May 4th, 2012 It has been over a year now since I began Julia Cameron’s Artist Way training. I’ve often mentioned the two most important things she suggests to ignite and foster creativity. One was morning pages. That I have down pat. Today was number 415. The other suggestion was artist dates. This involved taking days alone, at least once a week, and going on an artist date. An artist date is a day spent walking, shopping, observing, eating alone, going to a movie alone, etc. This point of this exercise was to connect to the inner artist child that lives inside of us. I have gone on a lot of artist dates and wrote about many of them. They were fun. Freeing in the sort of way they were meant to be, only I never really felt the connection with that inner artist child. I felt it was sort of embarrassing to behave like a child and participate in childlike wonder. I never felt that part of the date.
Then, today, I was getting ready to leave to drive to NY. I was planning to cut up fresh fruit and chicken for nice healthy snack. Then all of a sudden I remembered the small bag of Lay’s baked chips I bought on my last trip. I actually got excited. I said to myself, “I’m going to get those chips on my ride today.” I had to laugh out loud at how giddy I was over a bag of chips. I pictured myself, in my chucks and jeans, happily skipping out of the rest stop store holding my chips.
Then it dawned on me. I saw her. I met my inner artist child. That’s how it feels to reconnect with your past self. That was fun. That was freeing and uplifting. My ride today will be an artist date, and this time it will be with the inner artist child I’ve been searching for.

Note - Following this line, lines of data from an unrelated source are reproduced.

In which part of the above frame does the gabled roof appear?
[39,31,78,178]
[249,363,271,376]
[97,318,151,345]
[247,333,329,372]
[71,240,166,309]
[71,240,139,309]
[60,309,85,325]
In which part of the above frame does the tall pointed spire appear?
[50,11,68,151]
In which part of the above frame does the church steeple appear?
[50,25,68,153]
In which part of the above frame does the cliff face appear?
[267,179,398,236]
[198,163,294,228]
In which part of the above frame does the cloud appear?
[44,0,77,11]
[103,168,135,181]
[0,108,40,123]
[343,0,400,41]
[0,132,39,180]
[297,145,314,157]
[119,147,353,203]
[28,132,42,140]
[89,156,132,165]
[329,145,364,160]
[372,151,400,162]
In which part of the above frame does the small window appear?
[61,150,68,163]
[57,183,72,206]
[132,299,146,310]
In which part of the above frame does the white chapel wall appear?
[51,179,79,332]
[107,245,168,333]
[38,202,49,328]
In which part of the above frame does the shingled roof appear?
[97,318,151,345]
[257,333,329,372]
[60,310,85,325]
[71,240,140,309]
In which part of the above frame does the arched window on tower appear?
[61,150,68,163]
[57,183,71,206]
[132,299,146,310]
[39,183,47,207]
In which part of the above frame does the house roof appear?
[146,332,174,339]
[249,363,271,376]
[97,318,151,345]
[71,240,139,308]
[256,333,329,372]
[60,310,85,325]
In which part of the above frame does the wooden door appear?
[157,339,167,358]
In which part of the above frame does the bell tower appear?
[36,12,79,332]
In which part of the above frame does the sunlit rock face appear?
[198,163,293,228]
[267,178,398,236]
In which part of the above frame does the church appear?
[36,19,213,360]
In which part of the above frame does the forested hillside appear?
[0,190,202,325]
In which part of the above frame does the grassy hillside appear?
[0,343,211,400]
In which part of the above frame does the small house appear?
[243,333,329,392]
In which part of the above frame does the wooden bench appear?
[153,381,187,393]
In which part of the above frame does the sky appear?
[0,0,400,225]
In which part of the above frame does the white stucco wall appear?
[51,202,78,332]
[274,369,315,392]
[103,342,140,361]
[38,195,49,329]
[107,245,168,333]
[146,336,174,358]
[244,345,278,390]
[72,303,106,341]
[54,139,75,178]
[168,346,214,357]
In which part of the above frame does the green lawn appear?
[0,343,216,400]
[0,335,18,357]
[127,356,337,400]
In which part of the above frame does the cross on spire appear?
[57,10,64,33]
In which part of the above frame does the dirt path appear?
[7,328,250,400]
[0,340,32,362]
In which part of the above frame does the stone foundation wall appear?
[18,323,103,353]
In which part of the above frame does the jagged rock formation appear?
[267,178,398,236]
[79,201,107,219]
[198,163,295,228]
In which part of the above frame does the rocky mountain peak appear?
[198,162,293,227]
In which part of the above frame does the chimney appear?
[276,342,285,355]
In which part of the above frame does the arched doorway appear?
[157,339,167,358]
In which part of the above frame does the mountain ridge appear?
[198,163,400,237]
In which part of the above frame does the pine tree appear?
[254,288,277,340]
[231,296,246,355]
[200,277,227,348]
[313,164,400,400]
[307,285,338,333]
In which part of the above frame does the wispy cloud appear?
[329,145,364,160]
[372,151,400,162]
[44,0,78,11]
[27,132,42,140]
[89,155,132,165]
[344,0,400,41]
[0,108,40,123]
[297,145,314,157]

Sometimes we really do take our adult selves too seriously. So busy trying to make a go of our jobs, and families, and responsibilities. We only allow “fun” in in an adult way – dinner and movies, concerts, ball games, wine by fire, etc. What about the simple joy of an anticipated bag of chips? What about skipping down the curb when you’ve finally got them? Maybe this mindfulness stuff is taking hold after all.
And so, as another day goes by, this day contains chips, and …I have written.
(I didn’t quite skip back to the car, but I definitely had a spring in my step! Lol!)